Stan Math Library
4.9.0
Automatic Differentiation
|
Returns the maximum of the two variable arguments (C99).
No new variable implementations are created, with this function defined as if by
fmax(a, b) = a
if a's value is greater than b's, and .
fmax(a, b) = b
if b's value is greater than or equal to a's.
\[ \mbox{fmax}(x, y) = \begin{cases} x & \mbox{if } x \geq y \\ y & \mbox{if } x < y \\[6pt] x & \mbox{if } -\infty\leq x\leq \infty, y = \textrm{NaN}\\ y & \mbox{if } -\infty\leq y\leq \infty, x = \textrm{NaN}\\ \textrm{NaN} & \mbox{if } x, y = \textrm{NaN} \end{cases} \]
\[ \frac{\partial\, \mbox{fmax}(x, y)}{\partial x} = \begin{cases} 1 & \mbox{if } x \geq y \\ 0 & \mbox{if } x < y \\[6pt] 1 & \mbox{if } -\infty\leq x\leq \infty, y = \textrm{NaN}\\ 0 & \mbox{if } -\infty\leq y\leq \infty, x = \textrm{NaN}\\ \textrm{NaN} & \mbox{if } x, y = \textrm{NaN} \end{cases} \]

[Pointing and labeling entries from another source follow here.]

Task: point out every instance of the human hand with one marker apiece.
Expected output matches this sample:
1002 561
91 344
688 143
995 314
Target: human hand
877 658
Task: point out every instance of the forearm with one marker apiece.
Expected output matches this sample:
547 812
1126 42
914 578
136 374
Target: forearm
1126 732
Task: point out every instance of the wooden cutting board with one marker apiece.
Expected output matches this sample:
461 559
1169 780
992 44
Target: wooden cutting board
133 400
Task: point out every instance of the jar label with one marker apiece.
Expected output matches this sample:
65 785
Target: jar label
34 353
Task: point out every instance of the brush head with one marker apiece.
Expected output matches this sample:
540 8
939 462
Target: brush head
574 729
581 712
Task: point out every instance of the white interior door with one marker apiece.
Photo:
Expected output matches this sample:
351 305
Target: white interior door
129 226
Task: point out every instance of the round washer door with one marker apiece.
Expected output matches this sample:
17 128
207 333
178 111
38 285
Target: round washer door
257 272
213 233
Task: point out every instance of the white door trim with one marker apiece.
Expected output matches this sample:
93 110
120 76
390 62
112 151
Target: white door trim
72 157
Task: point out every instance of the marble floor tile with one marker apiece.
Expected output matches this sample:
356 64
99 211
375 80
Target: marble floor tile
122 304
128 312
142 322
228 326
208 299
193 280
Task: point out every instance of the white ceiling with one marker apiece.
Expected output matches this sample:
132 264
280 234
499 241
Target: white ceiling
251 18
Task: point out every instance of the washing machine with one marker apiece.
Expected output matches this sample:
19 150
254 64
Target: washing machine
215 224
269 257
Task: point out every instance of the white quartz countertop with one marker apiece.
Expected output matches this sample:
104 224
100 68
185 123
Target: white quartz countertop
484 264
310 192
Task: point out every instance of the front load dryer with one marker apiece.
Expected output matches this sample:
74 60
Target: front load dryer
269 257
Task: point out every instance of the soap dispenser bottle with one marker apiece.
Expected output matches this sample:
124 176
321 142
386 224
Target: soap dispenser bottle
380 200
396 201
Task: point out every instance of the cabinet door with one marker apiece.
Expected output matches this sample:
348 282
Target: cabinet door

\[ \frac{\partial\, \mbox{fmax}(x, y)}{\partial y} = \begin{cases} 0 & \mbox{if } x \geq y \\ 1 & \mbox{if } x < y \\[6pt] 0 & \mbox{if } -\infty\leq x\leq \infty, y = \textrm{NaN}\\ 1 & \mbox{if } -\infty\leq y\leq \infty, x = \textrm{NaN}\\ \textrm{NaN} & \mbox{if } x, y = \textrm{NaN} \end{cases} \]
a | First variable. |
b | Second variable. |